Face detection with OpenCL

March 04, 2012

I've been meaning to write about the topic of my thesis for quite some time, but didn't really get to it until now, so even though it's almost a year late, here we go.

Before I get into some technical details, here's a youtube video where you can see the OpenCL implementation of my detector in action:

Pretty neat, right? :) So what you just saw was an implementation of a detector based on the WaldBoost algorithm (a variant of AdaBoost) that had as its input a classifier trained for detecting frontal faces (and an awesome video of course) running on a GPU.

If you know anything about boosting algorithms, you'll know that one strong classifier is usually composed of lots of weak classifiers (which are usually very simple and computationally inexpensive functions) - in my case there are 1000 weak classifiers where each uses Local Binary Patterns to extract a feature from the input texture. Unfortunately such strong classifier is resolution dependent, and to be able to detect objects of various sizes in the input image, we need a pre-processing step.

During pre-processing we create a pyramid of images by gradually down-scaling the input (oh and we don't need colors, so we also convert it to greyscale). This way the detector can still detect only faces with resolution of 24x24, but using a mapping function we will know when it actually detected something in any of the downscaled versions of the image and there we have resolution independent detector. Interesting tidbit: it turned out that creating the pyramid texture by putting the downscaled images horizontally instead of vertically (which you can see on the image below) slightly improved performance of the detector - simply because the texture cache unit had higher hit ratio in such setup, but since the pyramid texture is approximately 3.6 times larger than the width of the original image, the detector wouldn't be able to process HD (1280x720) nor Full-HD (1920x1080) videos, because maximum texture size for OpenCL image is 4096 pixels (when using vertical layout though 1080 x 3.6 ~= 3900, so even Full-HD videos can be processed).

Left - original image, right - pyramid of downscaled images (real pyramid texture also has the original on top)

Once we have our pyramid image, it's divided into small blocks, which are processed by the GPU cores and each work item (or thread if you wish) in this block is evaluating the strong classifier at a particular window position of the pyramid image. Overall we'll evaluate every window position - think of every pixel. (in reality it's more complicated than that - the detector is using multiple kernels and each is evaluating only a part of the strong classifier - that's because WaldBoost can preliminary reject a window without evaluating all weak classifiers, so when a kernel finishes it just reduces the number of candidate windows and next kernel continues to evaluate only windows that survived the previous steps - this also ensures that we keep most of the work items in the work groups busy).

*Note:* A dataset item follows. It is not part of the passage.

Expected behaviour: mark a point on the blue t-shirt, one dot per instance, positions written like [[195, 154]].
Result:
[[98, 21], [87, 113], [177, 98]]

Once the detector finishes, we have a couple of window positions in the pyramid image and response value of the strong classifier in these windows, and these are sent back to the host. The CPU can then finish the detection (by simply thresholding the response values) and map the coordinates back to the input image. If you watched the video carefully you'd have noticed that there are multiple positive responses around a face, so this would be also a good place to do some post-processing and merge these. Plus there's a false detection from time to time, so again good place to get rid of them.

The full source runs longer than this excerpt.